Friday, April 4, 2014

We Are What We Are (2013)


We are What We Are opens with a series of slow moving images of an eerie afternoon rain storm. The trees and the grass have that almost artificially green hue they get when contrasted with the dark gray sky, and a wind is blowing through the air that gives what might seem a peaceful summer rain an ominous feel. There's a leaf moving down a river (rivers and things moving down them will end up playing an important role in the movie) and then a bridge with a car going across it, letting us know we're in civilization. Next the camera moves up to a house and we see a woman looking out the window at the storm, a dejected, almost pensive look on her face.

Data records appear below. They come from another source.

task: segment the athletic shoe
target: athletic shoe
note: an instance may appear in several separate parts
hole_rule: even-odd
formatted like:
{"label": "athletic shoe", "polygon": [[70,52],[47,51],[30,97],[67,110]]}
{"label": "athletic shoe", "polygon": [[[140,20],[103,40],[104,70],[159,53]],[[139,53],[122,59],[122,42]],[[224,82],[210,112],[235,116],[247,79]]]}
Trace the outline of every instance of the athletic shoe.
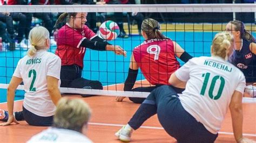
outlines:
{"label": "athletic shoe", "polygon": [[6,121],[8,119],[8,112],[0,109],[0,120]]}
{"label": "athletic shoe", "polygon": [[131,141],[131,136],[132,135],[132,129],[125,130],[125,126],[120,129],[114,135],[119,138],[119,140],[123,141],[129,142]]}
{"label": "athletic shoe", "polygon": [[[83,88],[83,89],[92,89],[92,87],[90,86],[85,86]],[[90,95],[90,94],[81,94],[82,97],[91,97],[95,96],[94,95]]]}

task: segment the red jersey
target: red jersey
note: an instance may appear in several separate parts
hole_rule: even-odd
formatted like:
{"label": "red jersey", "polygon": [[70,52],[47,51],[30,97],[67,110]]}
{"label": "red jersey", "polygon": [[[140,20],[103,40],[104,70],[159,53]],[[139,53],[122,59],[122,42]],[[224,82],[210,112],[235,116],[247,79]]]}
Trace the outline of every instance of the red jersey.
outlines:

It's as if the storm outside her window is calling her to her doom. It has an almost biblical or apocalyptic feel to it, which, in a film that's so much concerned with family, tradition, and sacrifice, might not be entirely inaccurate. 

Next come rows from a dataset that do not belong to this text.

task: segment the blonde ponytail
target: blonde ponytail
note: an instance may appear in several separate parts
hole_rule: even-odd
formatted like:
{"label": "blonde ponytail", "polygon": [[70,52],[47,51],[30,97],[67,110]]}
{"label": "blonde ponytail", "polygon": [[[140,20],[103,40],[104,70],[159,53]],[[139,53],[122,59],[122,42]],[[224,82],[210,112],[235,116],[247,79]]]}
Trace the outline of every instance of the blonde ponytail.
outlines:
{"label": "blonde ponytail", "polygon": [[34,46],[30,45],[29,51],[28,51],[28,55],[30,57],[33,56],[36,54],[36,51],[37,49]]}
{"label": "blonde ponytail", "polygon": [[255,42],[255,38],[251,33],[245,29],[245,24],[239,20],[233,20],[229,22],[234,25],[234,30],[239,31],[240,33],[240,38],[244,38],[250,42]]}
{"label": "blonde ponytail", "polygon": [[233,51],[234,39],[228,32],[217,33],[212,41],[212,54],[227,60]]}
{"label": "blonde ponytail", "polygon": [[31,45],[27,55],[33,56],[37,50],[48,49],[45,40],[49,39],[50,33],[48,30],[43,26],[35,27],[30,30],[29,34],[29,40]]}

As it turns out, the woman is to meet her doom. She goes out into the storm, which seems to pick up a bit more, and visits a general store, where we see a man put a dead pig on a counter, and a close-up of a beef being squeezed out of a meat grinder. The feeling of discomfort only increases, but then our attention is quickly brought back to the woman, who after buying her groceries, goes out to her car and begins to bleed from her nose. She starts to panic, slips, hits her head on a metal pike, and falls into a ditch, dead. 

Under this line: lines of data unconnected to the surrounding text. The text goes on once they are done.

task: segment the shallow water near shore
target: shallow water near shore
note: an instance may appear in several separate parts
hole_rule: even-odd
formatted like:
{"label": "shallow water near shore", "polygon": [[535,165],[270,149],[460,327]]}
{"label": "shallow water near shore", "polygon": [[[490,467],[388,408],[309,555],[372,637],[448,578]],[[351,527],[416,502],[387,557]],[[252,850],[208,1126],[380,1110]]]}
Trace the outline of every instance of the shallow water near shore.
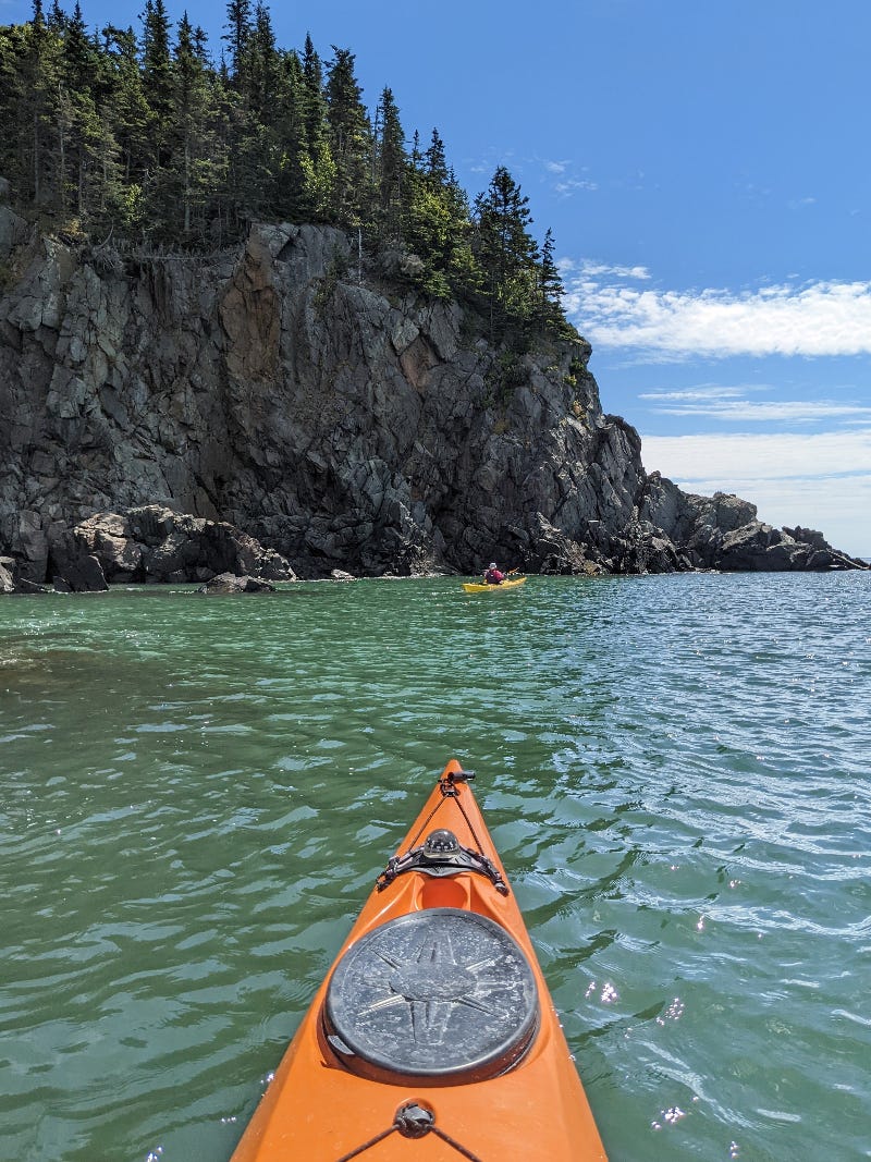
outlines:
{"label": "shallow water near shore", "polygon": [[6,598],[1,1162],[225,1162],[451,756],[612,1162],[871,1157],[870,646],[868,573]]}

In a movie full of quiet gestures and hints, this opening scene is contrarily one of the most blatant and forceful. That director Jim Mickle then turns from that and tells a very deliberate and often quiet American horror story is emblematic of his diversity and sense of restraint. It also shows that Mickle, whose previous film, Stake Land, was structured around movement and intensity, likes to challenge himself with different modes of storytelling while staying within the restraints of genre. He's surely one of the most exciting voices in cinema today, and the comparisons he's had with John Carpenter, which are quite accurate, should have genre fans buzzing. 

The death of the woman brings about turmoil and grief in her family, which consists of the husband, two daughters, and son. We immediately note strange things, such as the fact that they're on a fast, and that they must continue on with some unknown tradition despite the fact that mom's dead. Mickle isn't trying to keep it a secret, yet he's set on unfolding the full extent of it slowly such that he never looses his established mood. A stunning example of this comes when the young son becomes ill and is watched over by the family's kind neighbor. As she checks for a fever the boy begins to suck on her thumb, almost as if he were an infant nursing. He's about six, so it's a bit strange, but the woman is kind and somewhat of a new maternal figure for the family, so she lets him continue until suddenly he bites her. She yanks her hand away and then in an instant Mickle cuts to a closeup of the boy as he says "I'm hungry." It's astoundingly creepy and effective, a brilliant example of both nuanced horror filmmaking and crafty exposition. Yet Mickle still manages to cook up a good deal of old fashioned suspense by incorporating other members of the town in the story, like the local doctor who finds a bone in the woods and suspects it to be human. We know who it will tie back to, but, as Hitchcock showed countless times, it's this knowledge that provides the excitement.

Like the film itself, I haven't brazenly stated what the subject of the movie is, yet, also like the movie, it's not terribly difficult to determine. This is a movie about cannibals. Yet rather than exploiting the topic, Mickle keeps it hush-hush and takes it dead seriously.